As for the racial element here, since I read parts of your blog, I must totally disagree. All these people were linguistic Semites, but this means absolutely nothing with regard to race - since race is a socially constructed dimension. It also does not necessarily connect these people solely with Mosaic Jews (if you will).

Finally, I must tell you that my own research leads me to believe that the "Post-Noahitic" racial divide was actually an allegorical reference to societal classes. Ham, a cognate with Egyptian km - the origin of the name of Ancient Egypt km.t - and cognate with d.lm (> Dilmun) suggest that these three important polities named themselves 'black' or perhaps the 'fertile soil' settled peoples. Ironically, the Sumerian word for 'white' is barbar > babbar (in Akkadian transcription of a plant name containing the compound it is retained as parparhu).

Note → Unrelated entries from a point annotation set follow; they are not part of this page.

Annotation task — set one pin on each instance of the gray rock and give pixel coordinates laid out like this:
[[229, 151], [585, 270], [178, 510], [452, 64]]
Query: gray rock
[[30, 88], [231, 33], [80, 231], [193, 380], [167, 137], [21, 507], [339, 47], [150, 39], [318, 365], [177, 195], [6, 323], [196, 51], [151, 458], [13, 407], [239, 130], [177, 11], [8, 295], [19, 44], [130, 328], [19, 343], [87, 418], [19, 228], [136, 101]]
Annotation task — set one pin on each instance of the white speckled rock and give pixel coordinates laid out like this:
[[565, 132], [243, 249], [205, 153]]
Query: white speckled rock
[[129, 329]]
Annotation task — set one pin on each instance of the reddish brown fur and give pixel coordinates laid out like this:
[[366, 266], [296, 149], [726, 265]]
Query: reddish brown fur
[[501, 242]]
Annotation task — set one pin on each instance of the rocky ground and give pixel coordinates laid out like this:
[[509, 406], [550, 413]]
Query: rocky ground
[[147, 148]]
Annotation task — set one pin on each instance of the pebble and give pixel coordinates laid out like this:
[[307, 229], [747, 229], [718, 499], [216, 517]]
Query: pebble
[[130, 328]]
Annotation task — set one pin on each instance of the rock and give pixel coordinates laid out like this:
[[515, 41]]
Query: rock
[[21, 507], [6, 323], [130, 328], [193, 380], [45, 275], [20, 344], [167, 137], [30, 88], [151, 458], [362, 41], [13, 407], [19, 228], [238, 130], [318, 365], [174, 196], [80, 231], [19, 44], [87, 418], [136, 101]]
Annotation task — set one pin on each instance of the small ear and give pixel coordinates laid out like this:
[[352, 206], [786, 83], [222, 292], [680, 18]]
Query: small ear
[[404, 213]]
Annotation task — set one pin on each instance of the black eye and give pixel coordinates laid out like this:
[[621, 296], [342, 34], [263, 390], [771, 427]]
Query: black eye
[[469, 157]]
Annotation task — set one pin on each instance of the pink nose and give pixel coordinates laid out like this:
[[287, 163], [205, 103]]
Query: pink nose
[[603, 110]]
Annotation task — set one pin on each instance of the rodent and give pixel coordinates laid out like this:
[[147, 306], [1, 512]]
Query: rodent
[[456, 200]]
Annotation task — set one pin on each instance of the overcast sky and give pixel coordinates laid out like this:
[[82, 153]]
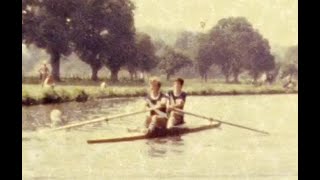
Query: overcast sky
[[276, 20]]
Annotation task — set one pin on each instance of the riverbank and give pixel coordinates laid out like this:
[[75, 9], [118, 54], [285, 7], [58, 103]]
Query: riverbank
[[33, 94]]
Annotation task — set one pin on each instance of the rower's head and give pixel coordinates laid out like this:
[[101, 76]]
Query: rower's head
[[155, 84], [178, 84], [44, 63]]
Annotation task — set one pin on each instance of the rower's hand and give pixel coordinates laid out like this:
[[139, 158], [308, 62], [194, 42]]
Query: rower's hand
[[170, 107]]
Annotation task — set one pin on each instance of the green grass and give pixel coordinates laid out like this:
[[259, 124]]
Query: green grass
[[33, 94]]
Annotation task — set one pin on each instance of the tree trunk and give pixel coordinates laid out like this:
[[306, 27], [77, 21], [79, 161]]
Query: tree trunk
[[131, 76], [55, 65], [94, 73], [114, 75], [236, 77], [227, 78]]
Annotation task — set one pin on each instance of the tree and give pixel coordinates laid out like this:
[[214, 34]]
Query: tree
[[121, 40], [235, 46], [45, 24], [94, 29], [145, 59], [172, 61], [290, 67]]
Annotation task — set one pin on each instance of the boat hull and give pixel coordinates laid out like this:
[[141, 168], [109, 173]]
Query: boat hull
[[170, 132]]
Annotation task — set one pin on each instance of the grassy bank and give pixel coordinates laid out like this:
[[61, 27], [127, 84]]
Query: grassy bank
[[33, 94]]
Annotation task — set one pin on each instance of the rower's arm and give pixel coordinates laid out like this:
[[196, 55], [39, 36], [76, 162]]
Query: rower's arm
[[178, 104]]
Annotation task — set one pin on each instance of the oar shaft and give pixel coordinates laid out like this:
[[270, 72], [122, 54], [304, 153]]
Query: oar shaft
[[100, 119], [224, 122]]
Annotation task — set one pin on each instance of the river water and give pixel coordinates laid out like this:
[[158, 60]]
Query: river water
[[223, 153]]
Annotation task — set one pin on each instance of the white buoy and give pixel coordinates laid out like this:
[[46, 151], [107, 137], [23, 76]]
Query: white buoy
[[56, 118], [103, 85]]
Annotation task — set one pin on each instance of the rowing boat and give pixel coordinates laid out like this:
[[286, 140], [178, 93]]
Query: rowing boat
[[169, 132]]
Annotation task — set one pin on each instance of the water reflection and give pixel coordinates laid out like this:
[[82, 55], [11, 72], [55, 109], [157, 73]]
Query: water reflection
[[34, 117], [159, 147]]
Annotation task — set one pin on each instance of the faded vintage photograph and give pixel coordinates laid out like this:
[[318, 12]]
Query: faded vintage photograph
[[159, 89]]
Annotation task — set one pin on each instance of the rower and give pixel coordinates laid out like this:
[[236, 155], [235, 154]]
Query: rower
[[177, 99], [156, 121]]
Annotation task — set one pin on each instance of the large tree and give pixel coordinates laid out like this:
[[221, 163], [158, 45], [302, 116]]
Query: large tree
[[171, 61], [104, 34], [45, 24], [101, 32], [235, 46], [145, 59]]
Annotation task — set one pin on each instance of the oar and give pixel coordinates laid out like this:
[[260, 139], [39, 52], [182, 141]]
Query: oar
[[100, 119], [224, 122]]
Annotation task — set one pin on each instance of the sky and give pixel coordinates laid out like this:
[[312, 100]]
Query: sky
[[276, 20]]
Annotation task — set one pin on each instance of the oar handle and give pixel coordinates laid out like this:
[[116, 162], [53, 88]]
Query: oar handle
[[224, 122]]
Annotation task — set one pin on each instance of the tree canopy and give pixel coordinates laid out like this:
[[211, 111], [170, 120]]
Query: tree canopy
[[101, 32], [172, 61], [235, 46]]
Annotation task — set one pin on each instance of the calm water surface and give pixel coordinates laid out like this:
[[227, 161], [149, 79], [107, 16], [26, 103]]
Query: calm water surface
[[224, 153]]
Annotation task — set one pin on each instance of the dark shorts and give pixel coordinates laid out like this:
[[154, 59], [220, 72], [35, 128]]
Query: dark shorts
[[161, 122], [178, 119]]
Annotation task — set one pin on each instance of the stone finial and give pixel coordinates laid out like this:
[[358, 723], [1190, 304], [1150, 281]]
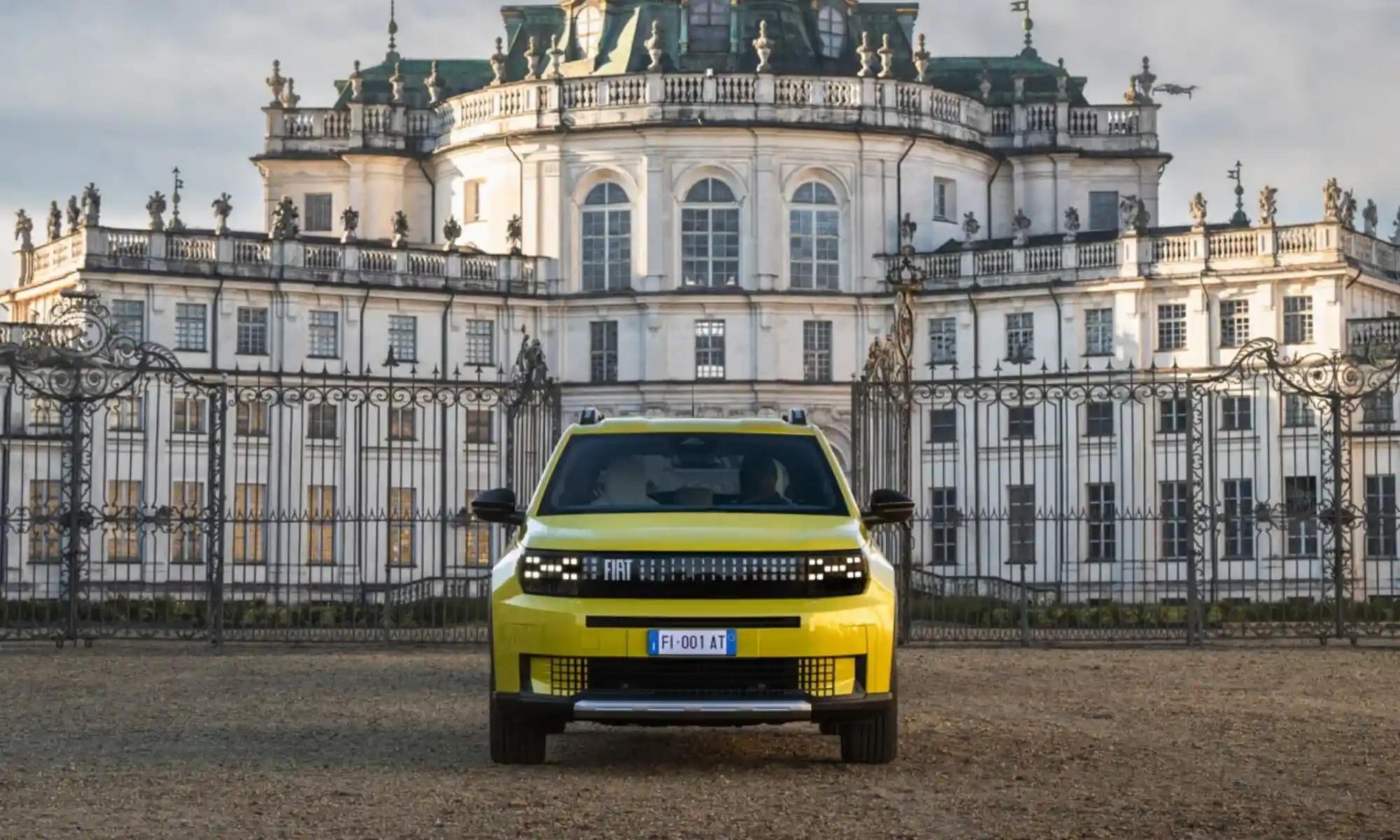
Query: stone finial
[[1198, 211], [887, 58], [1370, 218], [533, 59], [401, 229], [764, 48], [276, 83], [223, 208], [499, 62], [922, 58], [656, 48], [1268, 206], [24, 232], [356, 85], [55, 222], [866, 54], [349, 225], [156, 206], [435, 85]]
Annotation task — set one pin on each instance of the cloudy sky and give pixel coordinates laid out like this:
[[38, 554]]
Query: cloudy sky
[[121, 92]]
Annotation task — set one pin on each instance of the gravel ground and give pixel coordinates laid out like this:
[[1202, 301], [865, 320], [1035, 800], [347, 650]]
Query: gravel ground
[[167, 741]]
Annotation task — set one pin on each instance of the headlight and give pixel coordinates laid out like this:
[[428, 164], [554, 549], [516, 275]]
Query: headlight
[[550, 575]]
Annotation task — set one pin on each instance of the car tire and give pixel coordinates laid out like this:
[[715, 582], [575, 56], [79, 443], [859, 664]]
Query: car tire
[[874, 740], [516, 740]]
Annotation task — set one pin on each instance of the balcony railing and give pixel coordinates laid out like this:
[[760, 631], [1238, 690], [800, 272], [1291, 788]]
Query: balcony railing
[[729, 99], [310, 260]]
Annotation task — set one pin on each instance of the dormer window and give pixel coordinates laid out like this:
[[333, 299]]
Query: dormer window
[[709, 26], [831, 27], [589, 30]]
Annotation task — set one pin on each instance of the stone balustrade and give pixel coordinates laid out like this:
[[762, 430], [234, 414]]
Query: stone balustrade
[[724, 99], [1157, 254], [307, 260]]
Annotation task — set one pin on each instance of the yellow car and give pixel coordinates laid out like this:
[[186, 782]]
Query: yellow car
[[692, 572]]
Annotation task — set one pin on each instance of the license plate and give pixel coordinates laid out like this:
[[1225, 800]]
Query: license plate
[[692, 643]]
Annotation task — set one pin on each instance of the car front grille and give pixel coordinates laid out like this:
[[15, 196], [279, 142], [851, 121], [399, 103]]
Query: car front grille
[[729, 677]]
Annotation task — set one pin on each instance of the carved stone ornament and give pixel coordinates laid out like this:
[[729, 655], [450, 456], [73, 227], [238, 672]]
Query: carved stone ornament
[[922, 58], [1199, 211], [223, 208], [1268, 206], [764, 48], [55, 222], [349, 225], [887, 58], [156, 206], [356, 85], [867, 55]]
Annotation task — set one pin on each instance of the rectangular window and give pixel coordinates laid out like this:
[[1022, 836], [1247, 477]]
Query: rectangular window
[[1021, 422], [124, 537], [1104, 211], [248, 524], [130, 320], [1234, 324], [404, 338], [943, 533], [943, 425], [1021, 524], [1104, 528], [1021, 338], [481, 342], [188, 415], [323, 422], [1381, 517], [1098, 332], [324, 334], [253, 331], [946, 200], [1301, 509], [709, 349], [1298, 321], [318, 214], [1240, 519], [191, 328], [46, 538], [943, 341], [1174, 415], [481, 426], [401, 526], [1177, 533], [1098, 419], [188, 538], [251, 419], [1171, 327], [817, 351], [603, 352], [321, 526], [1237, 414]]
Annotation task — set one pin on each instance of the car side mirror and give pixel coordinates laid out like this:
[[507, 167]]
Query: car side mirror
[[498, 506], [888, 507]]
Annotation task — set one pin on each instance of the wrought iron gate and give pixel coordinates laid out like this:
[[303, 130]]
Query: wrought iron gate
[[148, 500]]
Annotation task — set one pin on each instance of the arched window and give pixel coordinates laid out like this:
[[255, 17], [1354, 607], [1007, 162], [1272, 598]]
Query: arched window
[[709, 26], [589, 30], [816, 237], [710, 236], [831, 27], [607, 239]]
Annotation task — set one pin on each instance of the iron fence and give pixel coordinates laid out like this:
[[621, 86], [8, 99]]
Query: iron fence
[[146, 500]]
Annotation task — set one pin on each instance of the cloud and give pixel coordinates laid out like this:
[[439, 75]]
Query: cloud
[[121, 92]]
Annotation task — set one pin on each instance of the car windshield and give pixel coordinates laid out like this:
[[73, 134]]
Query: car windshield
[[769, 474]]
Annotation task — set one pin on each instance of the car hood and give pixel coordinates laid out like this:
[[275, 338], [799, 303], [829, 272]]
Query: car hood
[[694, 533]]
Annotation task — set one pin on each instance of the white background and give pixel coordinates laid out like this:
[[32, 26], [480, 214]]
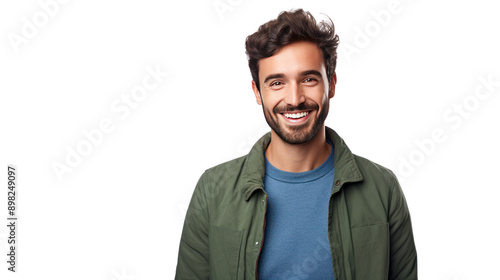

Likewise, Sam may retain some connotation of Ar. shm "arrow" or 'straight' and analogous with the Sumerian dumuzid "the righteous son" and nomad. In the Sumerian equivalent of Cain and Abel (called Inanna Prefers the Farmer) almost the opposite of the Biblical story occurs. The nomad extorts from the farmer, and although the story is cut off, for some reason Inanna prefers the farmer. It is propaganda adapting the idea of the nomad (Ibil < 'water bringer' / 'camel') unjustly wronged by his settled brother (qyn < 'blacksmith'). But with Sumerian spin, the farmer (the settled Sumerians) are in the right.

Yapheth derives from npt_ meaning to "blow" and refers to sailing societies - I would equate him possibly with Utenapishtim from Dilmun - who I think literally means 'the sailor' the eponymous first sailor - U (ride(r)) te (boat-part) napishtim (of the wind). Although in fairness I will have to actually find the cuneiform orthography of his name to test this.

In any event, I personally see translation of this evidence - which I will say does have some relevance to the Exodus that I will eventually publish - will not make the story less complex, but will add a slew of complexity as it becomes clear that ideational globalization has been a fact since humans left Africa. It is illogical to think that humans spread without any knowledge or recognition of the past - however distorted.

Michael Sheflin said...

(I am wrong, the name is supposedly Utnapishtim - with Ut apparently meaning '(he) found' (maybe like Akk atu^) and napishtim meaning "life" - so I would still argue that it then means 'He Found Wind' - and the three 'peoples' could conceivably roughly equate with Dilmun/Sumer; Magan (maybe?) if 'Maganites' were nomadic; and Meluhhans whose city name Meluhha comes from the Semitic malaa7a (sailors).

It gets odder, I am also working on publishing an apparent South Arabian text in two Ugaritic fragments that describes Arabian place names in the context of the past fallen towns of a 'Maiden' and a contemporary siege of the cities of Baal. I was keyword searching for Dilmun (z.lmt in Ugaritic) - but it also mentions Umam-Yam (Oman), Ubar-Manaat (Ubar), and Habilah (Havilah).)